Currently GDP of China is nearly $11 trillion which is next to only US in terms of GDP ($18 trillion). The next country is Japan which is at a distant third with nearly $5 trillion.
However when we consider GDP per capita, 69 countries have higher GDP per capita than China. At 69th position, is Mexico, which is considered so poor by some Americans that they want to open their borders to every Mexican.
So it is a matter of perspective and which numbers people choose and pick to consider China a rich or developing.
Robert Leo, I think for Quora points
Simple - one billion plus people.
India isn't so far behind either, that is, they love to talk in terms of PPP.
China and India are also the biggest polluter too, if per capita doesnt get into the picture. An Indian friend joked that American cows generate more CO2 than Indians combined (not including industrial outputs here, just individual emission).
It is a long long road for China to become a developed country. First its industries need to win the battle for upgrading to more sophisticated sectors, second it is how to lift profits - Chinese companies are 9 of the top 20 internet sites by traffic, but all of them combined probably won't be as much as a single American company on that list (except maybe Yahoo).
Elliott Mason, parent, geek, Chicagoan, activist, avid reader.
Because for laymen the idea of what's a first world/second world/third world country was set in concrete in the mid-80s.
The first world was the US and its allies, and the Soviet Union and its allies.
The second world was client states under the influence of the US or the Soviets.
The third world was everyone else.
This distinction is now completely irrelevant and counterproductive, but everybody that was "third world" in the 80s is still marked "developing" and treated as if they don't have a real economy or deserve respect economically.
The new terminology "The BRICs" is an attempt to make a separate bucket inside the second-class-world-citizenship of "developing" while still admitting that not all the former third world is, economically, as it was in the 80s.
Andrew Roberts, Studied Economics a long time ago, but still use money, banks and goods
Time to be lazy and just cut-n-paste in my answer (altering on number) from: If Mexico has the 11th greatest GDP in the world, what prevents it from becoming a developed country?
Your looking at the wrong numbers, for a start it's GDP (nominal) per capita that really needs to be above $30,000 a year ($25,000 min), not the current $8,000
Alec Cawley, Opinionated, but totally uneducated
The size of the Chinese economy is simply because of the huge number of people. Divided by the total population, the per capita GDP is still well down the rankings. The same is true of things like infrastructure. While parts of China are fantastically sophisticated, there are other parts where they are still ploughing with water buffalo. The poorest parts of China are still very poor, and very huge. These parts need to develop, and China must therefore be classified as a developing country.
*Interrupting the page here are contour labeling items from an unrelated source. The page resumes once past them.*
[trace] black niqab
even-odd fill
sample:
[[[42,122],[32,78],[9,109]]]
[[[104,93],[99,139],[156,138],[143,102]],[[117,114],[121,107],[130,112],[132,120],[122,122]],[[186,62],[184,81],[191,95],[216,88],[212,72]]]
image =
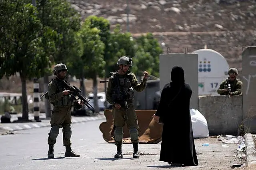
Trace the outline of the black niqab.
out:
[[[172,68],[171,79],[162,90],[156,113],[164,120],[160,160],[198,165],[190,110],[192,90],[185,83],[181,67]]]

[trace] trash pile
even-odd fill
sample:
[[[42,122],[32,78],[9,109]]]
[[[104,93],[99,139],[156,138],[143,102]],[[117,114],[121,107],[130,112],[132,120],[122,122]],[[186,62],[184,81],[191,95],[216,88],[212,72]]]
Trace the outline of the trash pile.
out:
[[[237,150],[240,152],[243,151],[246,147],[244,144],[244,138],[241,136],[234,136],[228,135],[221,135],[217,136],[218,141],[221,141],[223,143],[225,144],[222,146],[224,148],[228,148],[229,147],[226,144],[231,144],[236,143],[239,144],[238,148],[236,149]]]

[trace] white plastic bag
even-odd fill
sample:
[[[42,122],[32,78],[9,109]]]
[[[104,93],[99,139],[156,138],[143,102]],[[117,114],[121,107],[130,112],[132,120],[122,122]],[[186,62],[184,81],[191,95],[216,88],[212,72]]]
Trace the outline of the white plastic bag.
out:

Alfred W Croucher, has lived and worked in China since 1978. His post-graduate thesis was on GPCR.
Developed status is indicated by GDP per capita around $25,000-45,000. China's is much lower than that at around $10,000 on a PPP basis. So it has a long way to go
GDP per capita is about 60% of the threshold for World Bank high-income economy which might be achieved in another decade if growth continues
Shrinidhi Ghatpande, Student of economics and finance.
Per capita income is usually considered as a bench mark for development. China's per capita income is still roughly $2500.
Sorin Adam Matei, visitor, observer, teacher of Chinese students and scholars
When every Chinese will benefit from the growth. Currently, China's Gdp per capita is a 7th that of America's. $55000 vs $7500... Many is not more in economics...
William Lambert, Field Technician
Good question: I would make the assumption once their poverty line has increase would be an indication of developed status. What I read the poverty line is currently $400.00 US dollars. Developed countries the poverty line is 20 to 50 times higher.